Here are some ideas to chew on:
– An “applied innovation corridor” stretching up North Tryon Street from uptown to UNC Charlotte, along the to-be-built light rail line.
– A “culinary corridor” from Johnson & Wales University to Central Piedmont Community College’s new culinary building.
– Create a consortium of the higher education institutions in and near uptown, so they can pool their resources with shared facilities. CPCC, Johnson & Wales, Johnson C. Smith University, Queens University of Charlotte, even UNCC with its new uptown presence could all be players. (Sorry, Davidson College, you’re just too far away.)
– With the growing numbers of college students, why not build a shared student union uptown?
That last idea came from a focus group for high school and college students.
The others came from Daniel Iacofano, one of the consultants for the ongoing Charlotte center city planning (public workshop tonight at 5:30 at the Convention Center.) I caught up with Iacofano this morning to hear where he and the consultants are headed in their thinking on the Charlotte Center City 2020 Plan.
He talked a lot about the economic underpinnings, and he offered some of the many ideas the California-based consulting group MIG (the I is for Iacofano) are tossing around. He’ll talk about some of them tonight at the public workshop.
Cheryl Myers, the Charlotte Center City Partners senior veep of planning and development, said the consultants had gotten 80 ideas from Center City 2020 Plan working groups alone. (Disclosure: Observer publisher Ann Caulkins is a co-chair of the steering committee for the 2020 Plan.
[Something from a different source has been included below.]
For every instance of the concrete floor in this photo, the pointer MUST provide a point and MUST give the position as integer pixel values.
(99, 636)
She doesn’t know that I’m writing this, or what I’m writing. And I have been supportive of having uptown plans since I’ve been writing opinions for the Observer.)
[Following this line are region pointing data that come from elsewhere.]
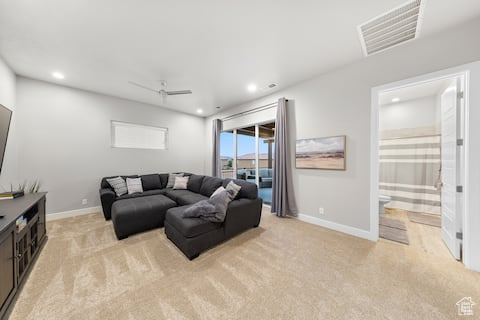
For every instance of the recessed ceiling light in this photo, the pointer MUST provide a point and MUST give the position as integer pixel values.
(58, 75)
(252, 87)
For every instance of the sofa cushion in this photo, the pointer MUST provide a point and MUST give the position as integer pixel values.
(248, 190)
(209, 185)
(143, 194)
(151, 182)
(164, 179)
(180, 183)
(184, 197)
(171, 179)
(189, 227)
(195, 183)
(139, 214)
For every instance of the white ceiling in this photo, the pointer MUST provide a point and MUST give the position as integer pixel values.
(213, 47)
(416, 91)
Iacofano said the I-277 loop is “kind of a noose” around uptown.
I asked, “How do you tame the loop?”
Iacofano: “There’s a menu of interventions.” They could range from capping it – there are places where that could work – to simply enhancing the connectivity under and over it with better lighting, artwork, and so on. Other possibilities would be to put development closer to the highway, or to put things under the freeway overpasses.
Tonight, expect a lot of attention to the issue of creating “seams” rather than “dividers” between uptown and the neighborhoods that surround it.